Ryan Reynolds says he and Blake Lively are 'unreservedly sorry' for plantation wedding
Ryan Reynolds says he and Blake Lively are 'unreservedly sorry' for plantation wedding, Ryan Reynolds is speaking up a his 2012 wedding with Blake Lively, which has been criticized for taking place on a South Carolina plantation due to its connection to slavery.
In an interview with Fast Company Tuesday, the actor, 43, said the wedding is "something we’ll always be deeply and unreservedly sorry for."

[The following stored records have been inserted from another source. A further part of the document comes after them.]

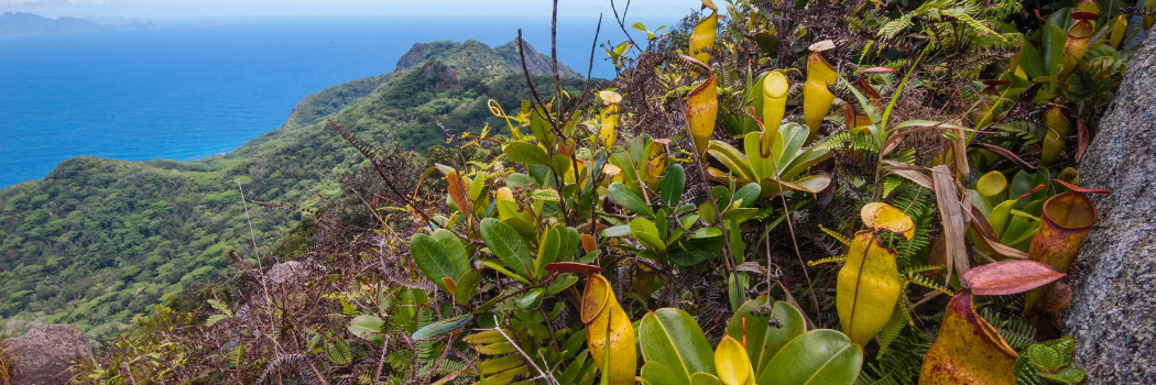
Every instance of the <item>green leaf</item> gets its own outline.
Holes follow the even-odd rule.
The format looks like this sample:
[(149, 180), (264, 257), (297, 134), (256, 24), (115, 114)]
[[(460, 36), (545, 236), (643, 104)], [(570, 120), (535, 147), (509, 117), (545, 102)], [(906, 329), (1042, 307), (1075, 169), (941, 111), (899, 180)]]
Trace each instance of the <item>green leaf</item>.
[(534, 259), (529, 256), (529, 247), (521, 240), (521, 236), (509, 224), (492, 217), (482, 220), (482, 240), (503, 264), (521, 276), (531, 276), (529, 267), (534, 265)]
[(843, 333), (817, 330), (787, 342), (763, 368), (758, 384), (851, 385), (864, 364), (864, 351)]
[(751, 207), (758, 201), (758, 195), (763, 193), (763, 187), (757, 183), (748, 183), (734, 193), (734, 200), (738, 201), (742, 199), (742, 205), (740, 207)]
[(575, 253), (578, 252), (578, 246), (581, 246), (581, 235), (575, 228), (562, 228), (564, 231), (562, 235), (562, 249), (558, 249), (558, 258), (564, 261), (572, 260)]
[(465, 305), (469, 303), (469, 298), (477, 293), (477, 286), (482, 282), (482, 272), (472, 269), (461, 275), (461, 280), (458, 281), (458, 290), (453, 294), (453, 299), (458, 303)]
[(558, 175), (566, 175), (566, 171), (570, 171), (570, 157), (562, 154), (554, 154), (550, 157), (550, 169)]
[[(569, 238), (569, 234), (566, 238)], [(538, 243), (538, 260), (534, 261), (534, 275), (542, 276), (546, 265), (554, 264), (558, 259), (558, 250), (562, 249), (562, 235), (554, 228), (546, 231)]]
[(525, 164), (550, 165), (550, 156), (546, 150), (536, 145), (527, 142), (511, 142), (505, 147), (506, 157), (511, 161)]
[(628, 210), (638, 215), (654, 217), (654, 212), (646, 206), (646, 201), (627, 185), (615, 182), (610, 184), (609, 192), (610, 198), (614, 198), (615, 202), (618, 202), (618, 205), (622, 205)]
[(703, 202), (698, 206), (698, 214), (702, 216), (703, 222), (706, 224), (714, 224), (718, 220), (718, 213), (714, 210), (714, 205), (711, 202)]
[(643, 360), (669, 369), (679, 379), (676, 384), (689, 384), (696, 372), (716, 373), (714, 351), (706, 335), (682, 310), (664, 308), (646, 313), (638, 325), (638, 341)]
[(1064, 364), (1060, 351), (1043, 343), (1028, 347), (1027, 356), (1031, 364), (1039, 370), (1052, 371)]
[(742, 222), (742, 221), (746, 221), (747, 219), (749, 219), (751, 215), (755, 215), (755, 213), (758, 213), (757, 208), (753, 208), (753, 207), (733, 207), (733, 208), (727, 209), (726, 212), (722, 212), (722, 220), (724, 221), (739, 221), (739, 222)]
[(672, 165), (666, 170), (666, 177), (662, 178), (662, 186), (660, 188), (666, 207), (674, 208), (675, 205), (679, 205), (686, 185), (687, 171), (682, 169), (682, 164)]
[(461, 245), (461, 239), (453, 235), (449, 230), (438, 229), (431, 235), (435, 240), (445, 247), (446, 254), (450, 257), (450, 261), (453, 262), (455, 267), (453, 275), (449, 275), (454, 282), (461, 279), (462, 274), (469, 271), (469, 254), (466, 253), (466, 247)]
[(458, 316), (458, 317), (450, 317), (450, 318), (446, 318), (446, 319), (443, 319), (443, 320), (439, 320), (439, 321), (425, 325), (425, 327), (422, 327), (422, 328), (417, 330), (409, 338), (412, 338), (414, 340), (424, 340), (424, 339), (430, 339), (430, 338), (435, 338), (435, 336), (438, 336), (438, 335), (442, 335), (442, 334), (445, 334), (445, 333), (450, 333), (450, 332), (457, 331), (457, 330), (461, 328), (462, 326), (466, 326), (466, 324), (469, 324), (470, 316), (472, 314), (461, 314), (461, 316)]
[(719, 228), (701, 228), (698, 230), (695, 230), (695, 235), (692, 235), (690, 237), (694, 238), (694, 239), (702, 239), (702, 238), (721, 237), (721, 236), (722, 236), (722, 229), (719, 229)]
[(349, 342), (342, 339), (329, 342), (325, 347), (325, 355), (329, 357), (329, 362), (338, 367), (348, 365), (354, 358), (353, 354), (349, 353)]
[(1055, 27), (1055, 24), (1047, 24), (1043, 30), (1043, 52), (1040, 57), (1044, 59), (1044, 65), (1047, 68), (1047, 74), (1055, 75), (1060, 73), (1060, 67), (1064, 66), (1064, 43), (1068, 40), (1068, 34), (1064, 29)]
[(667, 369), (661, 363), (655, 361), (647, 361), (643, 365), (642, 370), (643, 380), (653, 385), (677, 385), (677, 384), (690, 384), (690, 378), (687, 379), (679, 378), (670, 369)]
[(1060, 361), (1064, 362), (1065, 365), (1072, 363), (1072, 354), (1075, 351), (1076, 342), (1070, 336), (1065, 336), (1051, 341), (1044, 341), (1040, 343), (1050, 346), (1053, 349), (1055, 349), (1055, 351), (1060, 354)]
[(414, 262), (417, 264), (417, 268), (430, 281), (433, 281), (433, 284), (442, 288), (442, 290), (450, 290), (442, 281), (443, 277), (454, 281), (461, 277), (458, 274), (457, 264), (450, 259), (450, 253), (445, 250), (445, 246), (440, 242), (437, 242), (437, 239), (433, 239), (433, 237), (424, 234), (414, 235), (413, 238), (409, 238), (409, 252), (414, 256)]
[(534, 183), (534, 178), (521, 172), (511, 173), (510, 177), (506, 178), (506, 186), (510, 188), (514, 187), (527, 188), (532, 183)]
[(562, 293), (562, 290), (565, 290), (566, 288), (573, 286), (575, 282), (578, 282), (577, 275), (560, 276), (558, 279), (554, 280), (554, 282), (550, 283), (550, 286), (546, 287), (546, 295), (548, 296), (557, 295), (558, 293)]
[(650, 250), (665, 251), (666, 243), (659, 237), (658, 228), (654, 227), (654, 222), (645, 219), (636, 217), (630, 221), (630, 235), (638, 239)]
[(223, 320), (229, 319), (229, 318), (232, 318), (232, 317), (229, 317), (227, 314), (213, 314), (213, 316), (209, 316), (209, 318), (205, 320), (205, 326), (213, 327), (213, 325), (216, 325), (216, 323), (223, 321)]
[(602, 236), (603, 237), (612, 237), (612, 238), (614, 238), (614, 237), (625, 237), (628, 235), (630, 235), (630, 225), (629, 224), (621, 224), (621, 225), (609, 227), (609, 228), (606, 228), (606, 229), (602, 230)]
[[(491, 261), (488, 261), (488, 260), (483, 260), (482, 265), (486, 265), (487, 267), (492, 268), (492, 269), (497, 271), (498, 273), (505, 274), (509, 277), (518, 280), (521, 283), (531, 284), (529, 280), (523, 277), (521, 275), (514, 274), (513, 272), (506, 269), (505, 267), (502, 267), (502, 265), (498, 265), (498, 264), (495, 264), (495, 262), (491, 262)], [(495, 297), (495, 299), (497, 299), (497, 298)]]
[[(771, 358), (783, 349), (794, 338), (807, 331), (807, 323), (802, 314), (791, 304), (771, 298), (773, 314), (783, 327), (772, 327), (768, 324), (771, 313), (765, 312), (766, 296), (747, 301), (739, 306), (739, 310), (731, 317), (726, 332), (739, 341), (747, 341), (747, 356), (750, 357), (750, 365), (755, 368), (755, 375), (763, 372), (763, 368), (771, 362)], [(759, 316), (759, 313), (764, 313)], [(743, 324), (746, 318), (746, 324)], [(743, 325), (746, 325), (746, 340), (743, 340)]]
[(542, 289), (531, 289), (518, 298), (518, 308), (521, 309), (538, 309), (540, 305), (542, 305)]
[(373, 334), (381, 333), (381, 326), (384, 325), (385, 321), (381, 320), (381, 318), (361, 314), (349, 320), (349, 326), (347, 326), (346, 330), (360, 339), (365, 339), (368, 336), (372, 336)]
[(711, 373), (697, 372), (690, 375), (690, 385), (722, 385), (722, 382)]
[(535, 105), (529, 114), (529, 129), (538, 138), (538, 142), (547, 147), (554, 145), (554, 134), (550, 133), (550, 123), (547, 121), (549, 113), (541, 105)]
[(1079, 384), (1083, 380), (1084, 371), (1079, 368), (1064, 368), (1059, 372), (1036, 372), (1037, 376), (1057, 380), (1065, 384)]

“It’s impossible to reconcile. What we saw at the time was a wedding venue on Pinterest. What we saw after was a place built upon devastating tragedy," he said. "Years ago we got married again at home – but shame works in weird ways."
He continued, "A giant (expletive) mistake like that can either cause you to shut down or it can reframe things and move you into action. It doesn’t mean you won’t (expletive) up again. But repatterning and challenging lifelong social conditioning is a job that doesn’t end."
The secret September wedding eight years ago, which was planned and executed with the help of Martha Stewart's design team, took place outside of Charleston at Boone Plantation. The intimate event included performances by Florence Welch and was attended by 35 guests.
According to the plantation's website, there are nine historic slave cabins on the property where people can learn "how Black Americans worked and lived" as well as the "struggles that were faced."
People have shared criticism over the choice of venue on social media for years.
Last year, user @oureric called it out by tweeting, "Happy Juneteenth to Blake Lively and Ryan Reynolds’ wedding venue!"
"every time I see ryan reynolds and blake lively I remember they got married on a slave plantation," user @CHRlSTITTIES tweeted with an image in 2017.
"Never forgot that Blake Lively and Ryan Reynolds got married on a plantation. Never underestimate white people’s ability to white," user @anthoknees tweeted in 2019.
In May, Lively and Reynolds took to Instagram to announce they donated $200,000 to the NAACP Legal Defense Fund.
"We're ashamed that in the past we've allowed ourselves to be uninformed about how deeply rooted systemic racism is," they wrote in their announcement.
The couple added that they're committed to raising their children to not inflict pain on others either "consciously or unconsciously."
"We've been teaching our children differently than the way our parents taught us," they wrote. "We want to educate ourselves about other people's experiences and talk to our kids about everything, all of it... especially our own complicity."
More recently, Reynolds launched a self-funded diversity and inclusion program in July called The Group Effort Initiative, which aims to give people from marginalized communities the opportunity to work on and learn from his productions.
In a video announcement, he explained the 10 to 20 trainees will include BIPOC as well as people from other marginalized communities across the age spectrum.
"All ages?! Yes!" he says in the video. "Because it's never too late."
He added, "These new recruits are going to be paid and housed and traveled out of my salary. They're going to spend their days on set learning from professionals, getting real life experience that they can then parlay into another job and then hopefully – if they're not too disillusioned – a career in the film industry."